In the case of renewable energy, hyper-local forecasts allow utilities to predict how much energy will be created by renewable sources, such as solar or wind. This is crucial to ensuring that the load and supply of power stays balanced.
Solar is the most abundant renewable energy source available, but the ability to harness and distribute it alongside existing sources of energy is new territory for many utilities. It isn’t easy for grid operators-who need to balance electricity supply and demand at all times-to control solar energy because not only does weather affect the amount of power that is generated but also when that generation will be available on the grid. With solar energy, there is no “on” or “off” button, and grid operators must accept the solar energy generated. With proper weather information, solar power can be more predictable and therefore less disruptive to the grid.
Hyper-local forecasts will help weather-dependent businesses and the U.S. reduce money spent on electricity generation and ultimately decrease overall energy consumption.
Hyper-local weather supports building management
Because weather varies all the time, building management systems (BMS) can use weather forecasts to predict the energy needs required to keep buildings at a roughly consistent temperature. The colder the outside air temperature, the more energy it takes to heat a building, and cooling vice versa.
Sophisticated BMS use forecasted temperature data and other factors, such as human occupants and equipment that give off their own heat, to predict the building’s energy needs. BMS then can make informed decisions to construct a strategy to meet those needs-how much energy needs to be created or purchased to meet desired temperatures, using the cheapest energy available.
An example of this is a hospital that chills water or makes ice at night when energy is cheap, rather than during the day when energy is most expensive. The hospital then uses the cold water or ice to keep the buildings cool during the next day. Accurate forecasts will show a BMS how much cold water or ice to create, then enable the BMS to create it when energy is cheapest. If the hospital runs out of chilled water or ice during the heat of the day, the BMS must consume energy to create more ice or chilled water at a time when electricity is most expensive.
Accurate weather data can positively impact the efficiency and performance of BMS by more than 25 percent. By adding a weather station to the top of a building or parking lot, or attaching it to an object, such as an electrical pole, BMS can get a more sophisticated, accurate view of the weather affecting the building and further improve building efficiency.

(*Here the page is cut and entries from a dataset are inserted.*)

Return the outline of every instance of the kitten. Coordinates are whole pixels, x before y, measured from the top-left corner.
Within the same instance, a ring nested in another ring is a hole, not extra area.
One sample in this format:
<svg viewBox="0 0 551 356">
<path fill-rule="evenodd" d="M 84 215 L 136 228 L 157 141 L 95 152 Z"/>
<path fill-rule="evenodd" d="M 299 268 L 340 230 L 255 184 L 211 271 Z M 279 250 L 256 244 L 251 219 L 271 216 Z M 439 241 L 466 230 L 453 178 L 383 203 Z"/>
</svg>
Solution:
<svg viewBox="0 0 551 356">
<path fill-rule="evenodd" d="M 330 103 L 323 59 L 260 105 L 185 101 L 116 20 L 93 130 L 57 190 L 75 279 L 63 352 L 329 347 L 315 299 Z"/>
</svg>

Weather stations enable businesses to make smarter decisions when it comes to energy consumption and generation using hyper-local forecasts. Utilities that use hyper-local forecasts won’t have to purchase extra generation the day it’s needed because their temperature data will be specific to their service area, leaving little room for error. Buildings won’t face a guessing game of temperatures, because weather stations will enable BMS to understand future weather patterns. Hyper-local weather forecasting is the right choice for utility, operations and building managers, because such precise forecasts will reduce expenses, increase efficiency and improve safety.
Jim Foerster is the director of the product management team for the weather division of Schneider Electric. He has responsibility for all of the weather software products offered to the market, as well as the meteorological content in those products. Jim is one of four Certified Consulting Meteorologists with Schneider Electric, one of the most prestigious peer-awarded certifications available in the weather industry. He has a bachelor’s degree in meteorology from the University of Wisconsin, Madison. In his spare time, Jim is a professional soccer coach in Bloomington, Minnesota, where he resides.